16 de ago de 2010

As negociações rumo à COP-16

A seis meses da 16ª Conferência do Clima, que será realizada de 29 de novembro a 10 de dezembro, em Cancun, no México, as negociações rumo a um novo acordo climático global ainda estão travadas. No dia 31 de maio, começou a segunda rodada de reuniões pré-conferência em Bonn, Alemanha. E para que realmente se evolua nas negociações, é preciso apertar o passo.

Um dos principais pontos de discussão é o Acordo de Copenhague, o documento produzido na COP-15, em dezembro de 2009 e que não recebeu o aval de todos os países signatários da Convenção do Clima.

O acordo prevê um limite de 2ºC para o aumento da temperatura global, mas sem detalhar como esse controle será atingido. Além disso, ele prevê que os países proponham metas de redução de emissões poluentes de forma voluntária, ao contrário do atual Protocolo de Quioto, que obriga as nações ricas a reduzirem suas emissões. Segundo o último balanço da ONU, 113 dos 192 países da Convenção do Clima aderiram ao Acordo de Copenhague.

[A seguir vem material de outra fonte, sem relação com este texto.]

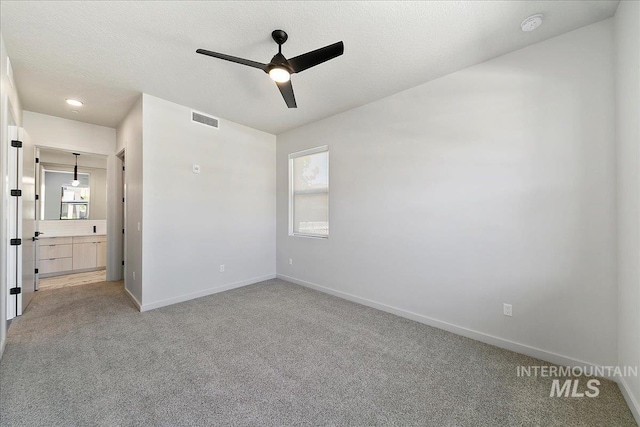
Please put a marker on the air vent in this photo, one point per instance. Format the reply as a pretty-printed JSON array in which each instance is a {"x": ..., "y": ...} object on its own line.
[{"x": 203, "y": 119}]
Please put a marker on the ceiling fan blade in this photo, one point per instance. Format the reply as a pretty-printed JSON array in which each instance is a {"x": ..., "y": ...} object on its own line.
[
  {"x": 315, "y": 57},
  {"x": 235, "y": 59},
  {"x": 287, "y": 93}
]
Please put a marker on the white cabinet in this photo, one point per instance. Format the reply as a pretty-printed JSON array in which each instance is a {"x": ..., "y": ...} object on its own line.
[
  {"x": 55, "y": 255},
  {"x": 84, "y": 255},
  {"x": 64, "y": 255}
]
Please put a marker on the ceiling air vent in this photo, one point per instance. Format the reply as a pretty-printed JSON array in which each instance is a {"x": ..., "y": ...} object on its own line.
[{"x": 203, "y": 119}]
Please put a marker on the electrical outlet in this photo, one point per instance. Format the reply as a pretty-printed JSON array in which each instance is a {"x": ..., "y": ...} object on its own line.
[{"x": 507, "y": 310}]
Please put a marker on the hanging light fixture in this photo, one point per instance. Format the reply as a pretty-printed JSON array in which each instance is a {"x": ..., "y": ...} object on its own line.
[{"x": 75, "y": 181}]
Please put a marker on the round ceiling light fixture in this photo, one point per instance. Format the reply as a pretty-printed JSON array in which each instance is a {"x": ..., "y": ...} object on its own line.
[
  {"x": 531, "y": 23},
  {"x": 279, "y": 75}
]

Mas as decisões internacionais sobre clima que devem ser consolidadas até Cancun não se restringem apenas ao Acordo de Copenhague. Como pode ser visto na seção Um acordo sem metas e sem consenso, além do documento, foi também estendido o prazo, em um ano, para que os dois grupos de trabalho que debatem o novo acordo global sobre clima apresentem suas propostas – que precisam ser consenso.

Pessimismo ou cautela?

A situação é semelhante à vivida nos meses que antecederam a COP-15: pouco tempo para definir muita coisa. E o risco de que o resultado do encontro em Cancun seja tão decepcionante quanto o de Copenhagen é grande. Nem os mais pessimistas esperavam que Yvo de Boer, secretário-executivo da Convenção do Clima – que irá transmitir o cargo no em julho para a costarriquenha Christiana Figueres – estivesse tão cético: "Não acredito que Cancún irá nos dar um resultado definitivo”, afirmou mais de uma vez nos últimos meses, apostando que apenas a partir de 2011 se consiga avançar com a agenda de forma efetiva.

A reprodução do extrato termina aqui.